Tuesday, May 14, 2013

Love Chicken

I'm super excited to feel ready to tell First Kiss that I l-o-v-e him! Yes I feel ready in the sense that I'm comfortable in how I feel... but not ready in the sense that I'm totally terrified to actually say it!

When I titled this post, I meant it to be a loose analogy to playing chicken - where two cars drive at each other and the first to swerve loses. But now I think I was subconsciously calling myself a chicken, hahah.

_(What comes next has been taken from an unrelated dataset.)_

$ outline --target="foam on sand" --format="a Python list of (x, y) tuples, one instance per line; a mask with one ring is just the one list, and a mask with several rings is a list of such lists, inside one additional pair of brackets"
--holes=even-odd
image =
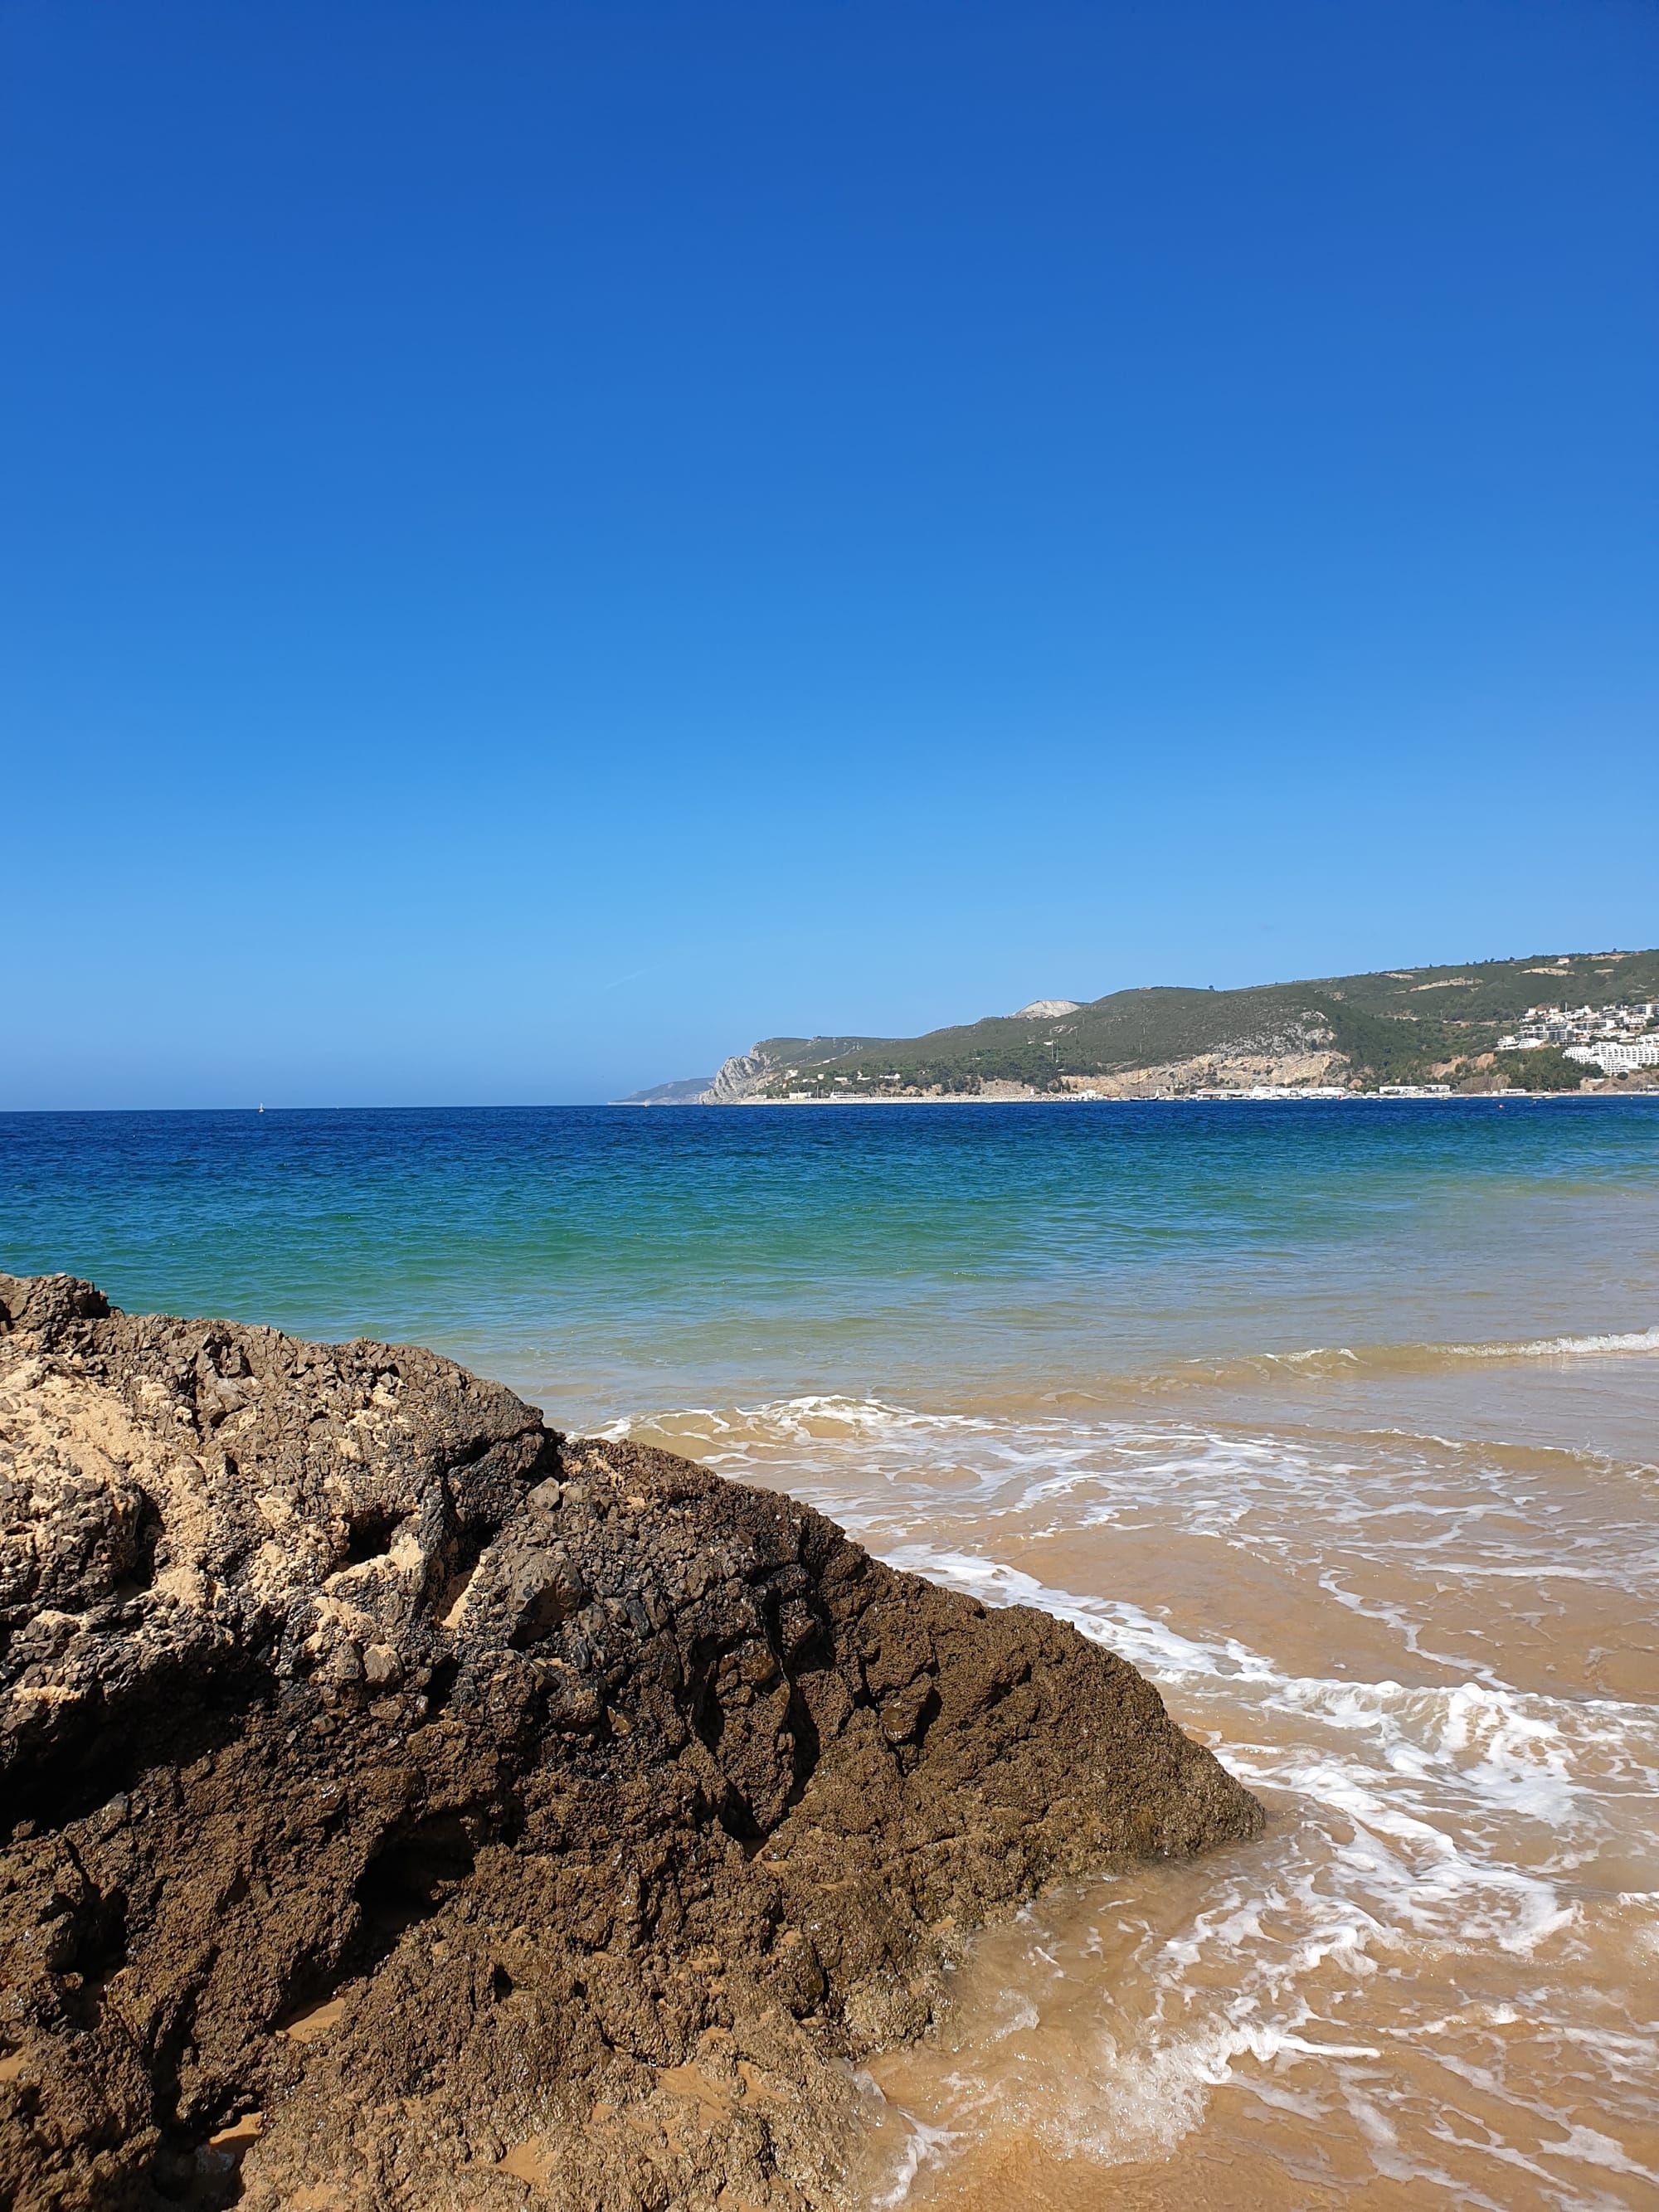
[[(1639, 1357), (1659, 1332), (1490, 1349)], [(1269, 1809), (1248, 1864), (1103, 1878), (978, 1940), (937, 2045), (872, 2066), (902, 2146), (885, 2201), (988, 2208), (1048, 2160), (1055, 2202), (1113, 2167), (1180, 2207), (1189, 2155), (1236, 2161), (1230, 2204), (1368, 2180), (1498, 2212), (1650, 2201), (1650, 1468), (830, 1395), (641, 1428), (1072, 1622)]]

It's been more than seven months since First Kiss and I got together and neither of us have dropped the l-bomb. Is this normal? I am glad in some ways... many of the times I thought I was in love I wasn't and the relationship didn't even last as long as my current one! And, as I've written before, my definition of love has changed as I've gotten older into something much mor serious. Now when I say "I love you," it means "I want a future with you." Last time I was dating I had just begun to think about marriage and children. Now, well, let's just say every day my Facebook newsfeed makes me want to kill myself :P

I've asked around and most of my girlfriend aren't very comfortable with saying "I love you first." We're all weenies! But I do know this: If he doesn't love me, I should know now. So, even though I'm completely terrified of saying it and freaking him out, I'm giving myself until the end of the month to do it... hold me accountable!